Understanding and Resolving OOMKilled errors in JVM microservices
December 14, 2023 · By · Filed underHave you ever faced the dreaded “OOMKilled” (Out Of Memory Killed) message in your Kubernetes environments? If so, you’re not alone!
In this post, we’ll dive into a real-world scenario where some of our backend services faced exactly this challenge. We’ll unpack what happened, how it was investigated, and the lessons learned. We have tried to keep it understandable even if you’re not a JVM or Kubernetes expert. Feedback welcome!
A Quick TL;DR
In essence, our backend services were getting OOMKilled due to exceeding the assigned container memory usage limits. The crux of the issue? A blanket allocation of 80% of container memory to the JVM heap, without adequately considering off-heap memory usage. The solution?
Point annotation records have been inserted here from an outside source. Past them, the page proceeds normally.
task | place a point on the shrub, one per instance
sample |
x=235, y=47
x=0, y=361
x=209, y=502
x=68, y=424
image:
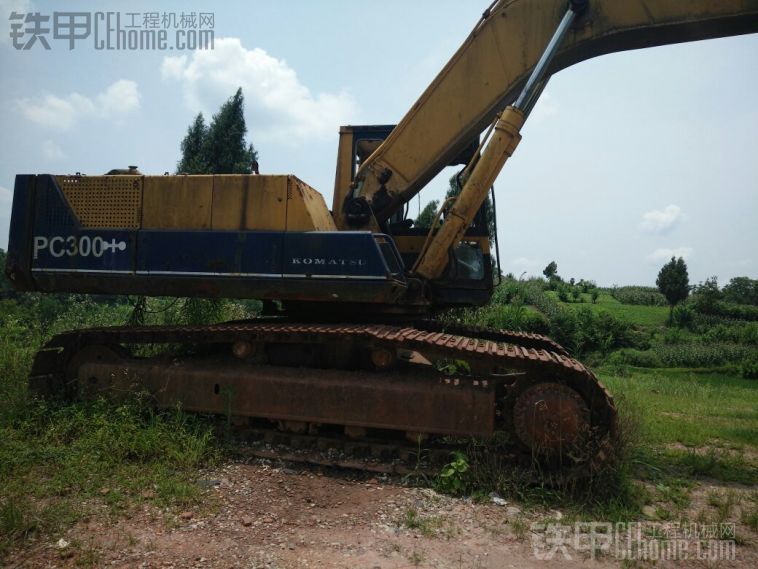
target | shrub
x=749, y=367
x=639, y=295
x=700, y=355
x=683, y=316
x=635, y=358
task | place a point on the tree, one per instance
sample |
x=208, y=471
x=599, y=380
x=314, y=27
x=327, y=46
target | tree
x=426, y=217
x=742, y=290
x=192, y=161
x=551, y=270
x=674, y=283
x=219, y=148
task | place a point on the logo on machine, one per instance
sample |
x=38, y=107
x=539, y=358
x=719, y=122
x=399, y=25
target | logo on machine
x=329, y=261
x=72, y=246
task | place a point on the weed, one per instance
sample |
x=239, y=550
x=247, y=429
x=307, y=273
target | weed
x=416, y=558
x=427, y=526
x=723, y=502
x=519, y=527
x=454, y=476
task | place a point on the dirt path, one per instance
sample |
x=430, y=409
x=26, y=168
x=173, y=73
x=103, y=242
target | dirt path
x=256, y=515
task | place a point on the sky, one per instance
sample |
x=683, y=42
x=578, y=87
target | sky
x=627, y=159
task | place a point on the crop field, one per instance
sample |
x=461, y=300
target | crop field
x=687, y=396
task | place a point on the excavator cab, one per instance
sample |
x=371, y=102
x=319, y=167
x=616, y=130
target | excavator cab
x=468, y=279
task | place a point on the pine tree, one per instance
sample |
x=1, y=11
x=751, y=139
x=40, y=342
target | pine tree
x=192, y=161
x=224, y=148
x=674, y=283
x=219, y=148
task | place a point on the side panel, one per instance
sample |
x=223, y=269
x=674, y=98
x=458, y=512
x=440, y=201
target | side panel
x=51, y=251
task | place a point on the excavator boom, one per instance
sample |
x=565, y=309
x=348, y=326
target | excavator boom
x=490, y=68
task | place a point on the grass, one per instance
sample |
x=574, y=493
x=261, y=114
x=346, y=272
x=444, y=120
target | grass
x=57, y=464
x=648, y=316
x=693, y=424
x=425, y=525
x=691, y=408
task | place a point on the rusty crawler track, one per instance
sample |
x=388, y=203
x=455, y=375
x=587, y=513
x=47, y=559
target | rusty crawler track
x=503, y=372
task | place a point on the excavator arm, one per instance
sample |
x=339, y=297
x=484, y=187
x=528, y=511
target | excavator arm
x=492, y=66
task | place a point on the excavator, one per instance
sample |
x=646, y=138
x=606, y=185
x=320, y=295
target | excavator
x=348, y=364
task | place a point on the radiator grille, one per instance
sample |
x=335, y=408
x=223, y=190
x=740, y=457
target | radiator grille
x=104, y=201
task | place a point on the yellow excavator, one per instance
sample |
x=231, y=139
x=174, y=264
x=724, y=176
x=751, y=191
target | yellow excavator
x=348, y=363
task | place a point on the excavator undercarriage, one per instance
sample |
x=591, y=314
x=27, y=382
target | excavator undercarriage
x=370, y=396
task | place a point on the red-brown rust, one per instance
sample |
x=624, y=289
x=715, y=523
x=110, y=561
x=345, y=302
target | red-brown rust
x=494, y=358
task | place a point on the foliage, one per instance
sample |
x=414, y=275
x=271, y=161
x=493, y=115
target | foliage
x=742, y=290
x=638, y=295
x=673, y=282
x=426, y=216
x=454, y=476
x=219, y=148
x=749, y=367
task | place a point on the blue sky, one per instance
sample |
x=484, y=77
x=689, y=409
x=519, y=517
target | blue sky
x=627, y=158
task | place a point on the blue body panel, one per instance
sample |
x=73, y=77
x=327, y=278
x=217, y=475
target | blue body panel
x=53, y=252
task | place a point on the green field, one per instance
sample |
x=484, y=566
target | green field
x=683, y=427
x=649, y=316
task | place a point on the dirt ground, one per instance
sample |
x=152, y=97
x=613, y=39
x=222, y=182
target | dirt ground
x=262, y=516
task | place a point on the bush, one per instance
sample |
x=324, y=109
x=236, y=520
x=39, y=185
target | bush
x=639, y=295
x=749, y=367
x=634, y=358
x=701, y=355
x=683, y=316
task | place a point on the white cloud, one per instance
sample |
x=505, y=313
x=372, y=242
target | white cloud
x=5, y=195
x=64, y=112
x=524, y=262
x=52, y=151
x=545, y=108
x=661, y=221
x=663, y=255
x=278, y=106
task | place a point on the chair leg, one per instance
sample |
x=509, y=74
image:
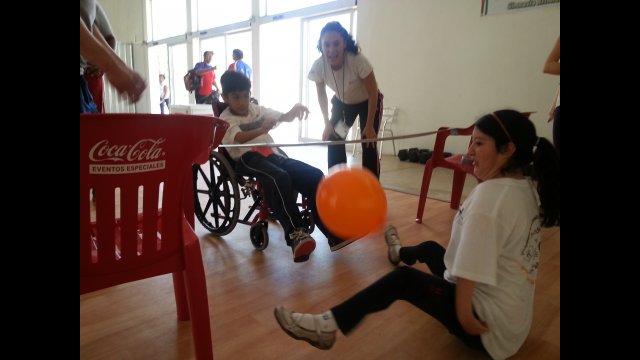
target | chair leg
x=456, y=189
x=182, y=306
x=393, y=142
x=196, y=287
x=424, y=188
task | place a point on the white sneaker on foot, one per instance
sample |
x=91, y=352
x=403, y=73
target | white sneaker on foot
x=321, y=339
x=393, y=243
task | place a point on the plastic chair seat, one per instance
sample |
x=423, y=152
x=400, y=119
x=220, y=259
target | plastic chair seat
x=145, y=160
x=460, y=170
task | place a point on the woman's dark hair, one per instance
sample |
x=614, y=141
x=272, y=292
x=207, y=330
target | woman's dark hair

More nuanced memory limit settings per backend service based on usage profile and a reduction in JVM heap memory allocation to make room for off-heap usage.
Our Backend Setup: A Primer
Before diving into the issue, let’s set the stage with an overview of our backend infrastructure.
Our backend comprises nearly three dozen microservices that work together using event sourcing to manage all of the complexity & functionality of our digital platform.
- Language and Framework: Our services are written in Scala, leveraging the Akka framework. This choice provides us with robust concurrency and distributed system capabilities.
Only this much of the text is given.